- Culture
- 05 Aug 08
The greatest of all the Great Lost Films finally makes it into Irish cinemas this month, some 31 years after its completion.
Shot for less than $10,000 over a series of weekends in 1977, Killer Of Sheep was initially submitted by writer-director Charles Burnett as a thesis requirement for his UCLA Master’s degree.
Thanks to convoluted legal wrangles over the transcendent soundtrack – featuring Dinah Washington, Rachmaninov, Paul Robeson, Etta James, Gershwin, Big Boy Crudup and Earth, Wind & Fire – the film has rarely been seen since except on scratchy 16mm prints in galleries and on campuses. This has done little to halt its sphere of influence, particularly among young Gen-X neo-realists. It is difficult to imagine how a film like David Gordon Green’s George Washington might look without Burnett’s influence. Indeed, it is difficult to imagine how such a film could exist at all.
Across the Atlantic, our American chums have long acknowledged Burnett’s masterpiece. In 1990, the Library of Congress declared it a national treasure; it was among the first 50 films entered in the National Film Registry for its historical significance. In 2002, the National Society of Film Critics selected it as one of the 100 Essential Films of all time.

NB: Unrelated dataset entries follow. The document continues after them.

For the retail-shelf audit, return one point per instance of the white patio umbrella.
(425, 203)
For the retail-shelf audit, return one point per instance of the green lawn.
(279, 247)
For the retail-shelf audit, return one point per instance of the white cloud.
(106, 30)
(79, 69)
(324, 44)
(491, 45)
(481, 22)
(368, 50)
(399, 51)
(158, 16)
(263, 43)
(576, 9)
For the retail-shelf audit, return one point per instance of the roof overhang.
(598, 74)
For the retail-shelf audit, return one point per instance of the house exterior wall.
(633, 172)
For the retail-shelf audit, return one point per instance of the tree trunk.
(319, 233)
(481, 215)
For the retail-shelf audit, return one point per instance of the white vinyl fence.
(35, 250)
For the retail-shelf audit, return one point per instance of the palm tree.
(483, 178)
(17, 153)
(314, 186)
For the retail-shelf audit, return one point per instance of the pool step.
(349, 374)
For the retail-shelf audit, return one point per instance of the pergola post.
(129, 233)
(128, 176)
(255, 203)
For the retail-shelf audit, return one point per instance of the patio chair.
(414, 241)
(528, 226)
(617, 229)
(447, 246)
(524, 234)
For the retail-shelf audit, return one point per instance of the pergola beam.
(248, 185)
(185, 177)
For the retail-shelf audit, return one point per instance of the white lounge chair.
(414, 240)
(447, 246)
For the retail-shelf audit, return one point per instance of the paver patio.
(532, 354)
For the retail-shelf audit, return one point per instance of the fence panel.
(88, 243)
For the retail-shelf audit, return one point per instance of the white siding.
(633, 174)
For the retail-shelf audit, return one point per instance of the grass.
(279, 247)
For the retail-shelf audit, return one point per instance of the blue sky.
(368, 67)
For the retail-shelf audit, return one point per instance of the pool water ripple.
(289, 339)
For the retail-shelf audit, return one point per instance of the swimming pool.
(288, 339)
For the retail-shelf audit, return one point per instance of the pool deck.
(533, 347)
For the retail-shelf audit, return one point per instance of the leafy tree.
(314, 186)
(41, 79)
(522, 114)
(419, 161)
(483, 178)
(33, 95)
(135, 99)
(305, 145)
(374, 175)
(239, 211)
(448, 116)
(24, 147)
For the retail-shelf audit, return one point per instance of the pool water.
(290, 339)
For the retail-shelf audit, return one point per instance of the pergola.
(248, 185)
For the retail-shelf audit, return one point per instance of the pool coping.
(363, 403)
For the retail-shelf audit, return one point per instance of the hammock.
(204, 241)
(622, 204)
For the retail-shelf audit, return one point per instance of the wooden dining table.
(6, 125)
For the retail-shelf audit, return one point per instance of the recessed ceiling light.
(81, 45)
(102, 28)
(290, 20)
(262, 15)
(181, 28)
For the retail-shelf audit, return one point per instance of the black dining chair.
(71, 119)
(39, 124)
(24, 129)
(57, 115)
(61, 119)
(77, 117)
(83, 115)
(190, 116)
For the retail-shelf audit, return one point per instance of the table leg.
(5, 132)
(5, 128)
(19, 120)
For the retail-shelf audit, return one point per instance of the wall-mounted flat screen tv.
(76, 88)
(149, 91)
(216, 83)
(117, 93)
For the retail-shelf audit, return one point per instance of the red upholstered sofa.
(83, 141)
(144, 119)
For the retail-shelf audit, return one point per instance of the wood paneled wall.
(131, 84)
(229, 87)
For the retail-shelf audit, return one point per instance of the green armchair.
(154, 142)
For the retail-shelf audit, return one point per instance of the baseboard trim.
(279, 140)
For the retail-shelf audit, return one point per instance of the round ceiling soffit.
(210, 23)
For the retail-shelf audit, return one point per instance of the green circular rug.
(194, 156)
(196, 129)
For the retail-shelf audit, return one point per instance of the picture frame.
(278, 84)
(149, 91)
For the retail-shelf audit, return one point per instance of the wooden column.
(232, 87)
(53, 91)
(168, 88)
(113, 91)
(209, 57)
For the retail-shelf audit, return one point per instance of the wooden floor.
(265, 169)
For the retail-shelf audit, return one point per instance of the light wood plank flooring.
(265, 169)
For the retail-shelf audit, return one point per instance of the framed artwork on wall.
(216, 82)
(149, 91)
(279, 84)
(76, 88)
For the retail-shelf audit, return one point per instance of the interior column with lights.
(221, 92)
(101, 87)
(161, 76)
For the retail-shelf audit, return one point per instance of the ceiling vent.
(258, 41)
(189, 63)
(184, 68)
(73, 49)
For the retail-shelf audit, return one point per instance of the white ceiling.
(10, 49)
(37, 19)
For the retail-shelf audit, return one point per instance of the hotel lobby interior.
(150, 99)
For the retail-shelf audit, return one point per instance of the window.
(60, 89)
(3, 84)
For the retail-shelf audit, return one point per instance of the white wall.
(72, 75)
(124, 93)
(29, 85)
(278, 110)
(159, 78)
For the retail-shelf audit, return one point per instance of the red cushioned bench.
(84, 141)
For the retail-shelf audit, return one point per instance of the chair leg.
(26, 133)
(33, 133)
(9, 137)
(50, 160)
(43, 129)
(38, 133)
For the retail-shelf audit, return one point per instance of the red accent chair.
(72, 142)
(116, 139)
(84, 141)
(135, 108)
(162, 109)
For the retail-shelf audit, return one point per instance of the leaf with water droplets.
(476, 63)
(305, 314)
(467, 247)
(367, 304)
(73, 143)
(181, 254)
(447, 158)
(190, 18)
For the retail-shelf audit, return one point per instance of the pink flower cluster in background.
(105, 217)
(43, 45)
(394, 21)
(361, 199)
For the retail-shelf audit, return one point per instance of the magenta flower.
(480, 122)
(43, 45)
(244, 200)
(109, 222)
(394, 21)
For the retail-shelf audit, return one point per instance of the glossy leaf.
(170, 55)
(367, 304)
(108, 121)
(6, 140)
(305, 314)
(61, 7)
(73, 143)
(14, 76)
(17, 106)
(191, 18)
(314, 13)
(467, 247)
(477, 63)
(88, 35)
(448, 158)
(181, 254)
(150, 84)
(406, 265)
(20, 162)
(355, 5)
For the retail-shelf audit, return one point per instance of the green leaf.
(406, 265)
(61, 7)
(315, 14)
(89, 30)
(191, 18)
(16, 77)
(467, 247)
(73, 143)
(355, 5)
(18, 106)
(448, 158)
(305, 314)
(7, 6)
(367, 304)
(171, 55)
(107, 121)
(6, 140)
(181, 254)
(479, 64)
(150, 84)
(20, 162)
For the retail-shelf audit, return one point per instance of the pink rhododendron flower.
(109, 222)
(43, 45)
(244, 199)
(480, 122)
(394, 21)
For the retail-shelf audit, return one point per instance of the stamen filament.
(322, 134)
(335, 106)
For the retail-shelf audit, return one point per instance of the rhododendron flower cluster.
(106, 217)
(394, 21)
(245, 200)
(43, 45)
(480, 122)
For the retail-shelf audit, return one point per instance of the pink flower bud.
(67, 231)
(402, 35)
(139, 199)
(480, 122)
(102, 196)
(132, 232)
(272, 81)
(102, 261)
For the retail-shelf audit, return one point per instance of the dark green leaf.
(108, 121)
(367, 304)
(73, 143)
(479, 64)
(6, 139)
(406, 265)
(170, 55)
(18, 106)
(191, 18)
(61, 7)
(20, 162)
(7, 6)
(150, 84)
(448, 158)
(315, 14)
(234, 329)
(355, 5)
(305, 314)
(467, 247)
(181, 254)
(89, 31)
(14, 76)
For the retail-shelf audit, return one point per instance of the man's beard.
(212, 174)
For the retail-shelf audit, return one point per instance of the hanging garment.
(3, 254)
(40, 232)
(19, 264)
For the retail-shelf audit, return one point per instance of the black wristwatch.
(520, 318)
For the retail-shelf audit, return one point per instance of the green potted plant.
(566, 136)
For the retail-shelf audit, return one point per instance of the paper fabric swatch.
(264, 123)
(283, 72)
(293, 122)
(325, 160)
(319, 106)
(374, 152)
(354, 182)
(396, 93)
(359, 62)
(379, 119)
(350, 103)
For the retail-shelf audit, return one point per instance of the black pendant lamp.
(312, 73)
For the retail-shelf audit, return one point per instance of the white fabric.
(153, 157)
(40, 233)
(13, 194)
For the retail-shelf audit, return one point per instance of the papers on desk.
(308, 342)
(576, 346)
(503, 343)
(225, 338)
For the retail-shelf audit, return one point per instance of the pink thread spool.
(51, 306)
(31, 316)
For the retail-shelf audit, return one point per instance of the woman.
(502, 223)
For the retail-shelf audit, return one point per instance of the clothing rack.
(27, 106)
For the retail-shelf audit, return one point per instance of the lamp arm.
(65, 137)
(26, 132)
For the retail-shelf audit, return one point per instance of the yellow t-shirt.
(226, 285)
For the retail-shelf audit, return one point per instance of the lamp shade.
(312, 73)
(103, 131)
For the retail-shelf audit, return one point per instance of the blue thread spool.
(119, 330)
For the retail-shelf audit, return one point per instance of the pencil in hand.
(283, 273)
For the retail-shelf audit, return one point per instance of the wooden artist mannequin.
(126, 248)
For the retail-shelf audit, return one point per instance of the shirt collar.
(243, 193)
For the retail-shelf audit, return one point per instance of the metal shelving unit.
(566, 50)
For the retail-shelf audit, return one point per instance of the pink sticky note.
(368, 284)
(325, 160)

Now thanks to the dedicated folks at Milestone Films, we can finally take in Killer Of Sheep on a splendid new 35mm print. Can it possibly live up to its reputation? Most certainly.
Set in Burnett’s home borough of Watts, it is a remarkable social document of the African-American plight. It is difficult to recognise these environs as south Los Angeles. Forget the relatively glossy poverty tours like Boyz N The Hood. Even by ghetto standards, the place looks bombed out and third world. It is exactly as Thomas Pynchon described it a decade earlier, somewhere “the poor, the defeated, the criminal, the desperate, (are) all hanging in there with what must seem a terrible vitality.”
Our hero, Stan (Henry G. Sanders), is a troubled, haunted young man capable of finding courtly, erotic dreams in a coffee cup. When he isn’t mending things around his shabby home, he works in an abattoir where the monotony and cruelty of killing has left him unable to sleep and detached from his heartstoppingly beautiful wife and children. As he himself puts it; “I’m just working myself into my own hell.”
It is typical of Burnett’s strange existential poetry that the film pivots around a butcher’s realisation that he is just as helpless as the unfortunate animals he dispatches. The director finds a beauty and vibrancy in the brutality of his world; here children in tartan flares throw rocks at passing freight trains, lost in some unending game where the rules are only known onto them.
Odd camera angles and occasionally eccentric images work to reinforce Killer Of Sheep’s discombobulating message; we’re all in the slaughterhouse but some of us are staring past the bars.